文/EGG
“扫地不伤蝼蚁命,爱惜飞蛾纱罩灯。”
“人分明是把自己当做了飞蛾,扑向了那一团火光,而义无反顾。蛾的执着,是人的执着。蛾的疼痛,原是人的疼痛。人总是从外界的世界中找到了自己,感受到相似的遭遇,于是默默落下泪来。”田维如是说。
我曾经写过一句话:如果你是火,我便是飞蛾,抛弃眼睛扑向你。不像《醉清风》里的苦涩:“犹如飞蛾扑火那么冲动,最后,还有一盏烛火,燃尽我。”而是”我乐于被缠绕着,如一只蛾那样,作茧自缚,却又乐此不疲。”
你,我,他,谁又不是这样呢?
我们甚至比蛾更令人唏嘘,我们明知道是一团剧烈跳动的烛火,明知道自己会被一点点化为乌有,明知道即将飞入煎熬,但是,好像没有人会望而却步,我们都像巴金笔下的飞蛾,信誓旦旦地说:“我要飞向火热的日球,在一阵光,一阵热的当儿,失去知觉,而化作一阵烟,一搓灰。

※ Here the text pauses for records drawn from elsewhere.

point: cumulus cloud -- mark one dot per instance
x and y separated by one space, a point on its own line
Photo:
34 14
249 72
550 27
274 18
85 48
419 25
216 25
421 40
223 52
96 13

”即便死在灯下,或浸在油里,我们在最后一瞬也得到光,得到热了。
中黄生作《哭花诗》五十首,日日临穴涕洟,独对冷雨幽窗,辗转床头,泪凝枕席。他哀吟:“山院黄昏雨,垂帘坐小窗。相思人不见,中夜泪双双。”香玉复生后,他每指璀璨似锦的白牡丹说:”我他日寄魂于此,当生卿之左。”临终前他说:”此我生期,非死期也。”他亦化作一株牡丹,生与香玉旁侧。那是一株不开花的牡丹,默默伴随在爱人的身旁。小道士却因其不开花将他砍去。随后,白牡丹便也憔悴而死。如此美到不食人间烟火的传说。
更多时候,我们只能是黛玉葬花式的飞蛾,“侬今葬花人笑痴,他年葬侬知是谁?”在那团烛火面前,只能低吟:”试看春残花渐落,便是红颜老死时。一朝春尽红颜老,花落人亡两不知。”
红颜易老,人事难分。太多东西,只可遇不可求。甘做飞蛾,哪怕事与愿违,遥遥无期。